El cómico se vio en el ojo del huracán cuando fue acusado de violar a una joven actriz durante una multitudinaria fiesta. De nada sirvió que el cómico fuera exculpado en un segundo juicio: desde el primer momento, los periódicos de William Randolph Hearst le pintaron como culpable, a los ojos de unos EE.UU. sumidos en la depresión económica, ansiosos de encontrar un chivo expiatorio para sus iras, y su caso fue la punta de lanza de una reacción puritana contra el Hollywood de la época, cuyo resultado visible sería el tristemente célebre código Hays. Fatty pasó de ídolo de millones a enemigo público número uno en pocas semanas, y su carrera se hizo pedazos, tanto por algunas malas decisiones como por su nuevo estatus de "intocable" gracias a la maquinaria periodística de Hearst.

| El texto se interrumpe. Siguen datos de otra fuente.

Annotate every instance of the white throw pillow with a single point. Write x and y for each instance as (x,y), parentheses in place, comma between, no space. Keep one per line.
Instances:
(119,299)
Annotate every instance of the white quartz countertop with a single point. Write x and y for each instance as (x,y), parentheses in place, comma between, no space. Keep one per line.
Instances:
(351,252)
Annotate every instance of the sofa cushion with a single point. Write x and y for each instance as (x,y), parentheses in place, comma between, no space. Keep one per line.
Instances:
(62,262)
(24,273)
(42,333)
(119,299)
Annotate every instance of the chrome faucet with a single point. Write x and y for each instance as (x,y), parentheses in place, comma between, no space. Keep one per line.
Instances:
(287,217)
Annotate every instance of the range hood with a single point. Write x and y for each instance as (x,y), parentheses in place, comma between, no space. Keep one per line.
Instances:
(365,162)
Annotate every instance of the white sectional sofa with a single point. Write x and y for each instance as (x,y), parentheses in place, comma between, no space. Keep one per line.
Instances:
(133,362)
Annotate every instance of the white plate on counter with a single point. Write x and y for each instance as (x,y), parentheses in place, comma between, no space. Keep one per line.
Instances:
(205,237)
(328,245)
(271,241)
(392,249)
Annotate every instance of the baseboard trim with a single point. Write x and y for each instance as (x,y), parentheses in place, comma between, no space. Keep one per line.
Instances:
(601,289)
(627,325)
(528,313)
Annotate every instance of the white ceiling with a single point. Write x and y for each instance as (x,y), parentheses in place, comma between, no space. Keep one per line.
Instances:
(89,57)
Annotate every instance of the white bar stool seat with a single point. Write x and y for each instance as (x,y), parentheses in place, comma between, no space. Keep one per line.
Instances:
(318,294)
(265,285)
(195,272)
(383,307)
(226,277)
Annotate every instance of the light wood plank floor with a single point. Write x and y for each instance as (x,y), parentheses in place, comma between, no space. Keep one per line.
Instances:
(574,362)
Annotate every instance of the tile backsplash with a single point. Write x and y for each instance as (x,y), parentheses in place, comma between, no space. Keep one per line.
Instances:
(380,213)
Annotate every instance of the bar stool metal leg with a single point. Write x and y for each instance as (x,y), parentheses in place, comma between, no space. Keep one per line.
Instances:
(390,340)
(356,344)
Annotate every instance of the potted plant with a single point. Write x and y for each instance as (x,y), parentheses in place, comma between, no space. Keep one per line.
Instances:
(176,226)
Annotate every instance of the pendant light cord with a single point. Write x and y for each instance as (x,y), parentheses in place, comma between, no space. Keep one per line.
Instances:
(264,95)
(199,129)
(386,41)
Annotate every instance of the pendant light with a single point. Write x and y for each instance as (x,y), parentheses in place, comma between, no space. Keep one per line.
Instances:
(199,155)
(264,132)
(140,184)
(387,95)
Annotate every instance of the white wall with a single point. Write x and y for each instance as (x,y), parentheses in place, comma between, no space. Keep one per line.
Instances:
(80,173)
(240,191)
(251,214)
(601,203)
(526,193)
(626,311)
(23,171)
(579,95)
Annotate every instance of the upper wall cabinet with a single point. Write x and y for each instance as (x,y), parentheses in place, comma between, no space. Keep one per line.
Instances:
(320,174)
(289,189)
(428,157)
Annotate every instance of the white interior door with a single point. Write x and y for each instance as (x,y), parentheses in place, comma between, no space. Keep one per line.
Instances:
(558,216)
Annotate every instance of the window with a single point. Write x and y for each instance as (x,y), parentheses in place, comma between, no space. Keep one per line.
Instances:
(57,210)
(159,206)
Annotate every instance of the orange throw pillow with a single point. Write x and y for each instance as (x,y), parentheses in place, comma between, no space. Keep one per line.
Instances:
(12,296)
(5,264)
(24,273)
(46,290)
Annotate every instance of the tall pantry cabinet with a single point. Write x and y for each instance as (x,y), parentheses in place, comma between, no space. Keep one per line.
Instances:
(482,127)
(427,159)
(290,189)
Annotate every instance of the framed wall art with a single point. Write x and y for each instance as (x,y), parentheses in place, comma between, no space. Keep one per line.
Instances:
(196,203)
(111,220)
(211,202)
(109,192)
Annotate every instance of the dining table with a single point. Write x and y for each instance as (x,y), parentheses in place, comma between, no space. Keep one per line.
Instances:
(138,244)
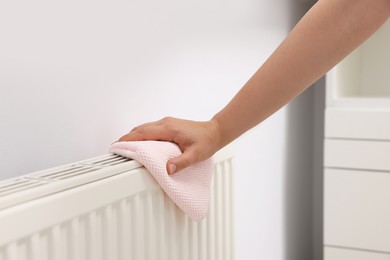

Su infancia miserable de niño huérfano de madre, gordo, solitario, primero maltratado y después literalmente abandonado a su suerte por un padre alcohólico y brutal; sus inicios en el teatro; su llegada al estrellato y su caída a los pozos del infierno son narrados por Stahl con la propia voz de Fatty, en un relato cargado de humor negro, estupendamente documentado y que se lee con la fluidez de una novela.
Perfecto ilustrador de una realidad, la del poder destructor de los medios de comunicación en malas manos, Yo Fatty es una atinada unión de biografía y retrato de una época, y un libro muy recomendable tanto para amantes del cine como para cualquier persona interesada en un relato apasionante sobre un tiempo en que el mundo y el cine eran muy diferentes a como son hoy en día.